ブルーバックスは科学に関する本を制作している出版社で、今回は地質学に焦点を当てた島に関する本の制作について紹介されています。

「島」というキーワードで、多くの人が旅に思いを馳せる姿や、地理的な現象による島の形成から崩壊までを科学的に解説している内容となっています。

島の魅力だけでなく、地球のダイナミックなエネルギーや著者の調査活動の過酷さも描かれている本である。

「その食いつき方、間違っています!」リゾートしか浮かばない頭をぶっちぎる…激しすぎる自然現象が満載だった「島の真実」

1963年に創刊されて以来、「科学をあなたのポケットに」を合言葉に、これまで2000冊以上のラインナップを世に送り出してきたブルーバックス。本連載では、そんなブルーバックスをつくっている編集部メンバーによるコラムをお届けします。その名も「ブルーバックス通信」。

どうぞお楽しみください!

編集者をやっていると、会話の糸口に「どんな本を作っているのか」をよく訊かれます。ブルーバックスを作るようになってからは、健康や老化、ダイエットに絡むテーマのときは妙に食いつきがよかったり、物理や数学やちょっとディープな科学のテーマでは「難しそう」「研究の内容はおもしろそうだけど結論は何?」「その研究は何に役立つの?」と、せっかちな人からは詰め寄られたりします。

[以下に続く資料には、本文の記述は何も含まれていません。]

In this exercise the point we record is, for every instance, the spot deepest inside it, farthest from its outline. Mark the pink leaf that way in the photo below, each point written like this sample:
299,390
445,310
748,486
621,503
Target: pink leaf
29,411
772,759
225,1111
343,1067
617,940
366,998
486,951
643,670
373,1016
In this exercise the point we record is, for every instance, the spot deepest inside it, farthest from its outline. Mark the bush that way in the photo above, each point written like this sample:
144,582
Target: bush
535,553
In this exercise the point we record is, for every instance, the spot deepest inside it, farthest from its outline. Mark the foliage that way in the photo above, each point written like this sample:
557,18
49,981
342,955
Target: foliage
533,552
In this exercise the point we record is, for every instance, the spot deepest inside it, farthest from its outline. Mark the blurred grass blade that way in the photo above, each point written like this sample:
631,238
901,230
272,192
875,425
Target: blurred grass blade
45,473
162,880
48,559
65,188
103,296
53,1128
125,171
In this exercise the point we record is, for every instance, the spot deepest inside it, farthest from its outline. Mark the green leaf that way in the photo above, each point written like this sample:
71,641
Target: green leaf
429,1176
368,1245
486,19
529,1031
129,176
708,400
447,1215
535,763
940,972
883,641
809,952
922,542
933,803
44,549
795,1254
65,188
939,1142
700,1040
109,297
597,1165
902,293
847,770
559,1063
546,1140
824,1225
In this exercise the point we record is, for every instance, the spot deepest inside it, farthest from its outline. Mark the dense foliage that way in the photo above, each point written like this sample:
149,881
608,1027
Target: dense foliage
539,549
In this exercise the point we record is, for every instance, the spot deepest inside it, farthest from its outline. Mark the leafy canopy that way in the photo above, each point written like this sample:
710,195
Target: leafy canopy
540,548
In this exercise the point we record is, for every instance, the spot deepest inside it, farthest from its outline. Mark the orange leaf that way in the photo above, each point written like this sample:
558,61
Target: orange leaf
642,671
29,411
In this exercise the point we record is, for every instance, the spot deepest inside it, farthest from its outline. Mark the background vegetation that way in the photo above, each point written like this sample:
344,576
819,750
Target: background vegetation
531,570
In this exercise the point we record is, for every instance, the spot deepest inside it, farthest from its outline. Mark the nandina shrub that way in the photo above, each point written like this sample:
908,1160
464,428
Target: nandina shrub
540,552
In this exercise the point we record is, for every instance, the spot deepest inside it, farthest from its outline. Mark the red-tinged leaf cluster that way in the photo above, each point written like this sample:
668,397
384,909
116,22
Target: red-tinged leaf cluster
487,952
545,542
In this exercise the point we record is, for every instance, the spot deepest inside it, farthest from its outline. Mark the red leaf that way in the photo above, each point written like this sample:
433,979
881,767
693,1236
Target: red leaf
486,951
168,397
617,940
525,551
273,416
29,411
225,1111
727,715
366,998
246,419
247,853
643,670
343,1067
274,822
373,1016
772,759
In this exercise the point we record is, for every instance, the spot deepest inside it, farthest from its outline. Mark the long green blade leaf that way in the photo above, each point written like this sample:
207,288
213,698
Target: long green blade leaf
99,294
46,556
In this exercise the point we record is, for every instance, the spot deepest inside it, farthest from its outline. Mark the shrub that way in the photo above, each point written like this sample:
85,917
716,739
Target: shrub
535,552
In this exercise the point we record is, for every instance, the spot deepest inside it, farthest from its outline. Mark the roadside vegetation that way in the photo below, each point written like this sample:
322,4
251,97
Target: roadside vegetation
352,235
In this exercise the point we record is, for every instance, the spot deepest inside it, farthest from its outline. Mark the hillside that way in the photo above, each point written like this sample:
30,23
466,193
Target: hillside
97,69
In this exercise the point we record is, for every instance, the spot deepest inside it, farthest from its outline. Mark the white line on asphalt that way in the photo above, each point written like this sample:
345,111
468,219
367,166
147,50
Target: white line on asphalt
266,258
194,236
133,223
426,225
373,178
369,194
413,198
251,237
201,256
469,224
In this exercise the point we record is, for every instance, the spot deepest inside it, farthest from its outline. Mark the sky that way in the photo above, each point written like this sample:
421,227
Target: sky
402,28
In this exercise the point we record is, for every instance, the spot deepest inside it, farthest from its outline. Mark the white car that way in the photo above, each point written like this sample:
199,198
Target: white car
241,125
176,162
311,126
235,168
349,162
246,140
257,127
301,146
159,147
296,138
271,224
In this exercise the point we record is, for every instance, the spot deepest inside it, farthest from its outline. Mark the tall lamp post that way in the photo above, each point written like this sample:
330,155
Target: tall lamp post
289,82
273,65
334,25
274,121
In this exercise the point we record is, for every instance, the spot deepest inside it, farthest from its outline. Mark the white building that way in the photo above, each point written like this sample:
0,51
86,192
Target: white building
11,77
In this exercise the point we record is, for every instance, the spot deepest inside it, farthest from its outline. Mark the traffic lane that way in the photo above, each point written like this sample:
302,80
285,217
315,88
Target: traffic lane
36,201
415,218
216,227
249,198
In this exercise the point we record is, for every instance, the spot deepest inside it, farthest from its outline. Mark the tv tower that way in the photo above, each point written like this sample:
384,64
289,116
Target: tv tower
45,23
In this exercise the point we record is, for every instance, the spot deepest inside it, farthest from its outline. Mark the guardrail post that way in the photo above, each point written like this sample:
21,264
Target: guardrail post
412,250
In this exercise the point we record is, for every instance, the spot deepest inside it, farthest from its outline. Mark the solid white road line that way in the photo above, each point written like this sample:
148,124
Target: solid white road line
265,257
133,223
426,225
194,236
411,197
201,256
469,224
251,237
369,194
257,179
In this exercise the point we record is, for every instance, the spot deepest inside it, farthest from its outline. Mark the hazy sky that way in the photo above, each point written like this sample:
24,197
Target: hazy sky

ところが今回は、リアクションがいつもとちょっと違いました。

「島の本を作っていて……」というと、きらきらとした目で「わー、島、いいですね。行きたいなあ。私、海外旅行の行き先はほぼ島なんですよ」と、なにやらアドレナリンとかドーパミンみたいなものが出ているようすの人。

「あー、こんどの休みは島に行こうと思っていて。どこがおすすめ?」と、まるで私が観光ガイド本を作っているかのように訊いてくる人。「私、島の中ではハワイ島が好き。プーケットもよく行くけど」と旅行自慢を始める人……。

どうしてこうも「島」というキーワードで、旅に思いを馳せるのでしょう。

そういえば私も、この本の原稿をいただくたびに、地図を見ながらリゾートの風景を思い浮かべては仕事から逃避したくなり、原稿を少し置いといてネットでいろいろ検索しながら(まったく行く予定がない)旅の計画を立てたりしていました。

「島」って妙に旅心をくすぐる言葉なのかもしれません。

でも、本書はもちろんリゾートの観光ガイドでも、美しい島の風景写真集でもありません。島が生まれ、成長して衰退し、崩壊に至るステップで、火山噴火とそれにともなう火砕流や津波、山体崩壊といった激しい自然現象が起こります。

その過酷な地質現象を科学的に解説した本で、地球のダイナミックなエネルギーを感じさせるものとなっています。著者が生まれたての島に上陸調査に行くようすも、リゾートに行くのとはかなり違う、大変なものであることも描かれています。